In this study, the pressurized powder internal oxidation method is used to conduct internal oxidation experiments on Ag-8.1Sn-3.83In alloy powders in a pure O2 environment. Through thermodynamic and kinetic analyses of the oxidation process, the optimal oxidation temperature is determined. Additionally, a Richardson-Jeffes plot is generated, and ΔGpO2T are presented on the same thermodynamic diagram for convenient examination. The phase compositions, morphologies, and microstructures of the samples before and after oxidation are analyzed using X-ray diffraction, scanning electron microscopy/energy-dispersive X-ray spectroscopy (SEM/EDS), and optical microscopy. Additionally, a simultaneous analysis of thermogravimetric and differential scanning calorimetry curves is performed using a synchrotron analyzer. The internal oxidation mechanism of the Ag-8.1Sn-3.83In alloy powders is determined. The oxidized Ag-8.1Sn-3.83In alloy powders are then processed into Ag-SnO2-In2O3 contact materials. Subsequently, the electrical performance of the Ag-SnO2-In2O3 contact materials is tested under DC 24 V/15 A conditions.

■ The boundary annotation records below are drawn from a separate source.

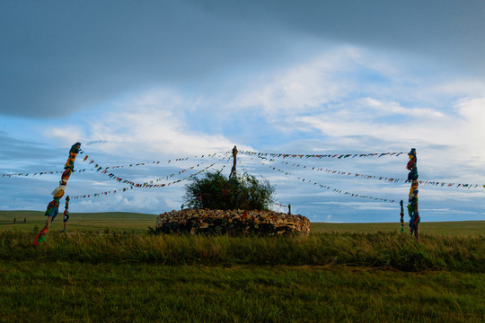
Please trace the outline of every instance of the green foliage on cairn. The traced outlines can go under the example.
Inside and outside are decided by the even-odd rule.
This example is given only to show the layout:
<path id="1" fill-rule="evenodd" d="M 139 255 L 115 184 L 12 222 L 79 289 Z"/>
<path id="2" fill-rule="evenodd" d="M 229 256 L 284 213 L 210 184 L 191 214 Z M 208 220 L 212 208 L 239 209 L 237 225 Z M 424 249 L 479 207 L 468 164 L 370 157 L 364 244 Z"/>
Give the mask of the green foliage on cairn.
<path id="1" fill-rule="evenodd" d="M 258 180 L 247 173 L 227 179 L 221 171 L 206 172 L 205 178 L 195 178 L 185 186 L 184 204 L 195 209 L 268 211 L 274 192 L 268 179 Z"/>

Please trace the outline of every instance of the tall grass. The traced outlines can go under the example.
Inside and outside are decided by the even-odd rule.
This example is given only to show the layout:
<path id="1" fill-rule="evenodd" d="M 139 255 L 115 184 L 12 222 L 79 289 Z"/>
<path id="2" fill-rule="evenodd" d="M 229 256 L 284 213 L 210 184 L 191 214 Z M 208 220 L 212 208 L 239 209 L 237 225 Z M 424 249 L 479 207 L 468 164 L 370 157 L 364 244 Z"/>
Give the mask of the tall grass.
<path id="1" fill-rule="evenodd" d="M 402 271 L 485 272 L 484 237 L 412 237 L 397 232 L 290 237 L 150 235 L 133 231 L 0 232 L 0 258 L 165 265 L 285 265 L 392 267 Z"/>

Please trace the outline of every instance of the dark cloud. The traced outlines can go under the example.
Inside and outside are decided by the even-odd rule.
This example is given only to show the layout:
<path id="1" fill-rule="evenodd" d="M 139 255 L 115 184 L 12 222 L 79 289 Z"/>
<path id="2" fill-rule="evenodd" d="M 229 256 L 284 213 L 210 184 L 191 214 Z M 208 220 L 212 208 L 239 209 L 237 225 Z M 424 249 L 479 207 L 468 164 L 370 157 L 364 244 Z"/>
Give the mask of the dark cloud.
<path id="1" fill-rule="evenodd" d="M 0 114 L 63 117 L 126 92 L 204 83 L 234 65 L 274 64 L 297 33 L 484 72 L 485 4 L 431 3 L 4 1 Z"/>

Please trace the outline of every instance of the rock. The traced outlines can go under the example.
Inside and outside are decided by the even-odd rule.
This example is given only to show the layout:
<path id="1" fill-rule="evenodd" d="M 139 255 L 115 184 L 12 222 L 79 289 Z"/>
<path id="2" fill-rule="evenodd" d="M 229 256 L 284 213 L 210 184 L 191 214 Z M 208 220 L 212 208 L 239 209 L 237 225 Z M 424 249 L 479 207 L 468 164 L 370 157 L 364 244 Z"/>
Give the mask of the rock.
<path id="1" fill-rule="evenodd" d="M 310 220 L 299 214 L 272 211 L 185 209 L 162 214 L 156 232 L 230 235 L 309 233 Z"/>

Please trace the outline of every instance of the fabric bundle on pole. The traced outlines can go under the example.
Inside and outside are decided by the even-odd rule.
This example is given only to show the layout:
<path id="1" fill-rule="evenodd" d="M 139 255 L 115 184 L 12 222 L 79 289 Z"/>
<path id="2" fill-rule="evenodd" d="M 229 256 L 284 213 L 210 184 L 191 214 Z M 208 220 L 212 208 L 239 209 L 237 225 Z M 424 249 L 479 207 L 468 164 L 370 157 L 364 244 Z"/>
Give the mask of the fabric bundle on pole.
<path id="1" fill-rule="evenodd" d="M 229 174 L 229 179 L 235 179 L 237 178 L 236 174 L 236 155 L 237 155 L 237 147 L 233 148 L 233 168 L 231 169 L 231 174 Z"/>
<path id="2" fill-rule="evenodd" d="M 419 223 L 421 218 L 419 217 L 419 199 L 418 199 L 418 158 L 416 156 L 416 148 L 412 148 L 408 153 L 410 156 L 410 162 L 406 168 L 408 170 L 410 170 L 408 174 L 408 180 L 411 182 L 411 187 L 410 188 L 410 196 L 408 200 L 408 214 L 410 215 L 410 234 L 414 233 L 416 240 L 419 240 Z"/>
<path id="3" fill-rule="evenodd" d="M 401 233 L 404 232 L 404 207 L 403 207 L 403 204 L 404 202 L 402 202 L 402 200 L 401 200 L 399 202 L 399 204 L 401 205 Z"/>
<path id="4" fill-rule="evenodd" d="M 64 172 L 61 175 L 61 179 L 59 181 L 59 186 L 56 188 L 52 191 L 52 196 L 54 196 L 53 200 L 50 201 L 48 205 L 47 210 L 44 213 L 44 215 L 48 217 L 46 221 L 46 225 L 44 228 L 37 234 L 35 237 L 33 245 L 38 246 L 40 243 L 42 243 L 46 240 L 47 233 L 48 231 L 48 227 L 50 226 L 50 223 L 54 221 L 56 216 L 57 215 L 59 212 L 59 199 L 64 196 L 64 191 L 66 189 L 66 186 L 67 185 L 67 180 L 69 180 L 69 177 L 71 176 L 73 170 L 74 170 L 74 163 L 75 161 L 75 157 L 77 156 L 77 153 L 79 153 L 79 149 L 81 148 L 81 143 L 75 143 L 71 146 L 71 149 L 69 150 L 69 157 L 67 157 L 67 162 L 66 162 L 66 164 L 64 165 Z M 66 198 L 66 208 L 68 200 Z"/>

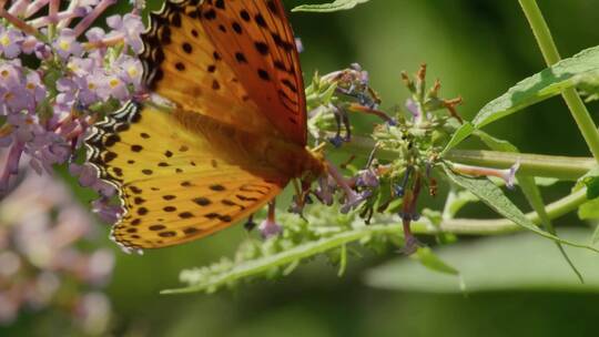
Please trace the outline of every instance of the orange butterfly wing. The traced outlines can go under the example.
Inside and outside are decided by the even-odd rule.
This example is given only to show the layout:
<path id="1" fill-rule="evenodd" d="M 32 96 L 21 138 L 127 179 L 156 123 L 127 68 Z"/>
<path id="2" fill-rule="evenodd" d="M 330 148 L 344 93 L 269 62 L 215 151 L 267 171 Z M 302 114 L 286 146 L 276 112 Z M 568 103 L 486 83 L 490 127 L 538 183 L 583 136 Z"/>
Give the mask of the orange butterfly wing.
<path id="1" fill-rule="evenodd" d="M 112 236 L 126 248 L 189 242 L 271 201 L 292 176 L 266 160 L 270 140 L 288 141 L 283 154 L 302 160 L 304 89 L 281 2 L 230 3 L 166 1 L 152 16 L 141 59 L 144 82 L 174 108 L 130 105 L 87 140 L 89 161 L 119 188 L 126 212 Z M 221 14 L 206 20 L 212 9 Z M 214 35 L 214 27 L 236 31 L 233 14 L 244 9 L 254 17 L 241 27 L 247 34 Z M 233 59 L 232 47 L 247 64 Z"/>
<path id="2" fill-rule="evenodd" d="M 179 113 L 130 104 L 97 124 L 87 140 L 89 161 L 118 188 L 126 210 L 112 227 L 113 239 L 125 248 L 206 236 L 253 214 L 287 184 L 214 120 L 197 116 L 203 132 L 194 132 Z"/>
<path id="3" fill-rule="evenodd" d="M 283 137 L 305 145 L 306 111 L 300 57 L 280 0 L 207 0 L 200 21 L 223 60 Z"/>

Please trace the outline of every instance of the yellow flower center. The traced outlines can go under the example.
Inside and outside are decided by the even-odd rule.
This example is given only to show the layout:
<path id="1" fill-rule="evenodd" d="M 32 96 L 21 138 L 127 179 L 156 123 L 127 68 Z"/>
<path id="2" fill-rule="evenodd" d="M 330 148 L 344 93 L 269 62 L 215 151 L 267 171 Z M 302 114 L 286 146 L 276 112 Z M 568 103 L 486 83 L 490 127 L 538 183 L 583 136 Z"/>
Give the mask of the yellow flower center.
<path id="1" fill-rule="evenodd" d="M 116 88 L 116 85 L 119 85 L 121 83 L 121 81 L 119 81 L 119 79 L 111 79 L 109 84 L 110 84 L 110 88 Z"/>
<path id="2" fill-rule="evenodd" d="M 134 78 L 138 75 L 139 71 L 135 67 L 130 67 L 126 72 L 129 73 L 130 76 Z"/>
<path id="3" fill-rule="evenodd" d="M 68 51 L 69 48 L 71 48 L 71 43 L 69 43 L 69 41 L 61 40 L 59 42 L 59 48 L 64 50 L 64 51 Z"/>
<path id="4" fill-rule="evenodd" d="M 2 38 L 0 38 L 0 43 L 4 47 L 10 44 L 10 39 L 8 34 L 3 34 Z"/>

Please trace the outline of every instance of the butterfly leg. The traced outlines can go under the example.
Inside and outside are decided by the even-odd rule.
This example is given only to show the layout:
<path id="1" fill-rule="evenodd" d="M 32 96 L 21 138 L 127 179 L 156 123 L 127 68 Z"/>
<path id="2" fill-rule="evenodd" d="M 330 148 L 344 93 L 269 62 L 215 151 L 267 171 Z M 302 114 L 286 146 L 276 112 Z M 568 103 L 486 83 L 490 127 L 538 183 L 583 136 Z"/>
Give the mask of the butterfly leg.
<path id="1" fill-rule="evenodd" d="M 245 231 L 247 232 L 252 232 L 254 231 L 254 228 L 257 226 L 257 224 L 254 222 L 254 214 L 250 215 L 247 217 L 247 221 L 245 222 L 245 224 L 243 224 L 243 227 L 245 228 Z"/>
<path id="2" fill-rule="evenodd" d="M 283 227 L 275 221 L 275 201 L 273 200 L 268 203 L 268 216 L 258 226 L 260 233 L 262 233 L 262 237 L 264 238 L 273 237 L 283 232 Z"/>

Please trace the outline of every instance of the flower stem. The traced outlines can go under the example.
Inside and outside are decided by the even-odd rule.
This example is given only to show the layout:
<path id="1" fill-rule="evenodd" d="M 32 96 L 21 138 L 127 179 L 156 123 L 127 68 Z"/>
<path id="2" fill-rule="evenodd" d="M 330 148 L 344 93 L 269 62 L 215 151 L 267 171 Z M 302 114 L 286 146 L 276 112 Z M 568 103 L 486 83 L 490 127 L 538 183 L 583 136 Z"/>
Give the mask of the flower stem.
<path id="1" fill-rule="evenodd" d="M 586 188 L 582 188 L 570 196 L 565 197 L 561 201 L 555 202 L 547 207 L 549 217 L 561 216 L 572 210 L 576 210 L 578 205 L 586 202 Z M 539 216 L 536 213 L 529 213 L 526 215 L 535 223 L 539 223 Z M 425 221 L 414 222 L 412 224 L 414 233 L 417 234 L 438 234 L 441 232 L 450 232 L 455 234 L 474 234 L 474 235 L 490 235 L 502 234 L 521 231 L 522 228 L 508 219 L 497 221 L 481 221 L 481 219 L 444 219 L 440 228 L 427 224 Z M 185 280 L 184 273 L 181 278 L 187 283 L 186 287 L 179 289 L 167 289 L 161 292 L 161 294 L 187 294 L 196 292 L 210 292 L 216 289 L 220 286 L 231 284 L 238 279 L 250 277 L 252 275 L 258 275 L 267 272 L 273 267 L 283 267 L 293 264 L 297 261 L 329 252 L 332 249 L 344 247 L 353 242 L 358 242 L 373 237 L 374 235 L 402 235 L 402 225 L 397 221 L 382 221 L 376 225 L 361 226 L 347 232 L 334 234 L 329 237 L 324 237 L 315 242 L 309 242 L 283 252 L 262 257 L 257 261 L 247 261 L 233 267 L 231 270 L 222 273 L 217 276 L 202 279 L 200 282 Z M 190 270 L 187 273 L 194 273 Z M 191 279 L 192 277 L 190 277 Z"/>
<path id="2" fill-rule="evenodd" d="M 577 191 L 557 202 L 546 206 L 547 216 L 550 219 L 558 218 L 567 213 L 576 211 L 581 204 L 587 202 L 587 190 Z M 540 224 L 539 215 L 536 212 L 526 214 L 531 222 Z M 440 232 L 458 235 L 497 235 L 522 231 L 509 219 L 475 219 L 475 218 L 453 218 L 444 219 L 439 227 Z M 430 227 L 423 223 L 415 223 L 413 232 L 416 234 L 430 234 Z"/>
<path id="3" fill-rule="evenodd" d="M 519 0 L 520 7 L 532 29 L 532 33 L 539 44 L 542 57 L 547 65 L 552 65 L 561 60 L 549 27 L 536 0 Z M 599 132 L 595 125 L 589 111 L 575 89 L 569 88 L 562 91 L 561 95 L 578 124 L 580 133 L 585 137 L 593 157 L 599 162 Z"/>
<path id="4" fill-rule="evenodd" d="M 354 135 L 349 143 L 345 143 L 339 151 L 368 157 L 375 142 L 368 137 Z M 377 147 L 378 159 L 393 161 L 400 154 L 396 151 Z M 541 155 L 528 153 L 508 153 L 498 151 L 467 151 L 450 150 L 444 155 L 445 160 L 477 166 L 507 168 L 520 161 L 518 172 L 524 175 L 555 177 L 566 181 L 576 181 L 595 167 L 591 157 L 572 157 L 557 155 Z"/>

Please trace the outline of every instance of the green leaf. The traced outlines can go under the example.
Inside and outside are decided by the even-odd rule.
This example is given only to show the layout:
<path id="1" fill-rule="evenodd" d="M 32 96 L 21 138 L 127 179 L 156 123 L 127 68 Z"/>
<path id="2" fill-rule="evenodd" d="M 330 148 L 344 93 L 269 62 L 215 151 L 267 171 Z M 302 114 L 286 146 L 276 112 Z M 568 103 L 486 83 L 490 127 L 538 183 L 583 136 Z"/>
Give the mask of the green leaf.
<path id="1" fill-rule="evenodd" d="M 429 247 L 418 247 L 416 253 L 410 257 L 418 261 L 423 266 L 429 268 L 430 270 L 441 274 L 459 275 L 459 272 L 456 268 L 446 264 L 443 259 L 435 255 L 433 249 Z"/>
<path id="2" fill-rule="evenodd" d="M 353 229 L 333 234 L 317 241 L 302 243 L 272 255 L 261 256 L 242 262 L 230 262 L 219 264 L 212 269 L 209 267 L 194 268 L 181 272 L 181 280 L 187 286 L 179 289 L 167 289 L 161 294 L 184 294 L 184 293 L 213 293 L 226 285 L 235 284 L 242 279 L 250 279 L 253 276 L 264 275 L 276 268 L 293 269 L 297 264 L 312 256 L 331 252 L 334 248 L 343 247 L 349 243 L 367 241 L 376 235 L 398 236 L 402 233 L 400 225 L 356 225 Z M 342 251 L 343 254 L 343 251 Z M 343 255 L 342 258 L 346 258 Z M 341 268 L 345 268 L 346 261 L 342 261 Z M 290 267 L 291 266 L 291 267 Z M 287 270 L 291 270 L 287 269 Z"/>
<path id="3" fill-rule="evenodd" d="M 587 186 L 587 198 L 599 197 L 599 166 L 591 168 L 587 174 L 578 180 L 578 186 Z"/>
<path id="4" fill-rule="evenodd" d="M 599 47 L 589 48 L 525 79 L 485 105 L 474 119 L 479 129 L 578 84 L 581 75 L 599 70 Z"/>
<path id="5" fill-rule="evenodd" d="M 512 221 L 518 226 L 521 226 L 525 229 L 531 231 L 538 235 L 545 236 L 547 238 L 550 238 L 555 242 L 559 242 L 562 244 L 567 244 L 575 247 L 583 247 L 589 248 L 595 252 L 599 252 L 598 249 L 582 245 L 572 243 L 569 241 L 561 239 L 548 232 L 545 232 L 537 227 L 529 218 L 527 218 L 524 213 L 511 203 L 509 198 L 504 194 L 504 192 L 497 187 L 494 183 L 491 183 L 489 180 L 486 178 L 473 178 L 467 177 L 463 175 L 458 175 L 451 171 L 447 165 L 444 165 L 445 173 L 449 177 L 449 180 L 467 190 L 470 191 L 474 195 L 476 195 L 480 201 L 483 201 L 487 206 L 489 206 L 491 210 L 500 214 L 501 216 Z"/>
<path id="6" fill-rule="evenodd" d="M 599 198 L 586 202 L 578 207 L 580 219 L 599 219 Z"/>
<path id="7" fill-rule="evenodd" d="M 451 198 L 449 205 L 447 206 L 447 216 L 450 218 L 455 217 L 456 214 L 469 203 L 476 203 L 480 201 L 476 195 L 469 191 L 459 191 Z"/>
<path id="8" fill-rule="evenodd" d="M 335 12 L 339 10 L 348 10 L 368 1 L 369 0 L 335 0 L 331 3 L 302 4 L 292 9 L 292 12 Z"/>
<path id="9" fill-rule="evenodd" d="M 440 155 L 443 156 L 447 151 L 456 147 L 459 143 L 467 139 L 474 132 L 474 130 L 475 127 L 473 126 L 473 124 L 470 124 L 470 122 L 465 122 L 464 124 L 461 124 L 461 126 L 456 130 L 456 132 L 449 140 L 449 143 L 445 145 L 445 149 L 443 150 Z"/>
<path id="10" fill-rule="evenodd" d="M 488 133 L 486 133 L 484 131 L 477 130 L 475 132 L 475 134 L 490 150 L 514 152 L 514 153 L 519 153 L 520 152 L 518 150 L 518 147 L 516 147 L 510 142 L 505 141 L 505 140 L 496 139 L 496 137 L 491 136 L 490 134 L 488 134 Z M 532 210 L 535 210 L 535 212 L 537 212 L 537 214 L 539 215 L 539 218 L 540 218 L 542 225 L 545 226 L 545 228 L 547 229 L 547 232 L 549 232 L 552 235 L 557 236 L 556 229 L 554 227 L 554 223 L 549 218 L 549 215 L 547 214 L 547 211 L 545 208 L 545 202 L 542 200 L 540 188 L 538 187 L 537 182 L 535 181 L 535 177 L 530 176 L 530 175 L 524 175 L 524 174 L 517 174 L 516 177 L 518 178 L 518 185 L 520 186 L 520 190 L 522 191 L 524 195 L 526 196 L 526 200 L 528 201 L 528 203 L 530 204 Z M 564 249 L 561 244 L 556 243 L 556 245 L 557 245 L 559 252 L 561 253 L 561 256 L 564 256 L 564 259 L 568 263 L 568 265 L 570 266 L 572 272 L 578 276 L 580 282 L 583 282 L 582 275 L 576 268 L 576 266 L 573 265 L 573 263 L 570 259 L 570 257 L 568 256 L 568 254 L 566 254 L 566 251 Z"/>
<path id="11" fill-rule="evenodd" d="M 565 228 L 564 237 L 588 239 L 590 231 Z M 551 242 L 528 233 L 496 236 L 436 249 L 439 258 L 459 270 L 468 293 L 497 290 L 572 290 L 599 293 L 597 254 L 566 247 L 585 274 L 581 284 L 560 258 Z M 456 277 L 432 273 L 408 258 L 392 262 L 366 274 L 373 287 L 402 292 L 460 293 Z"/>
<path id="12" fill-rule="evenodd" d="M 504 152 L 520 152 L 518 151 L 518 147 L 514 146 L 510 142 L 508 141 L 504 141 L 504 140 L 500 140 L 500 139 L 496 139 L 494 137 L 493 135 L 484 132 L 484 131 L 480 131 L 480 130 L 476 130 L 474 132 L 474 134 L 480 139 L 480 141 L 483 143 L 485 143 L 485 145 L 487 145 L 487 147 L 489 147 L 490 150 L 494 150 L 494 151 L 504 151 Z"/>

The results indicate an average fusion welding force of 28.06 cN, an average arcing time of 8.17 ms, an average arcing energy of 520.57 mJ, and an average contact resistance of 0.055 mΩ. SEM/EDS analysis of the electrical erosion reveals that the material transfer direction is from the cathode to the anode. Furthermore, the electrical erosion behavior of the Ag-SnO2-In2O3 contact material is analyzed. By combining the results with the results of open–close electrical contact performance testing, the electro-erosion mechanism of Ag-SnO2-In2O3 contact materials prepared via pressurized powder internal oxidation of Ag-Sn-In alloy powders is clarified. This research provides theoretical support for the preparation of Ag-SnO2-In2O3 contact materials.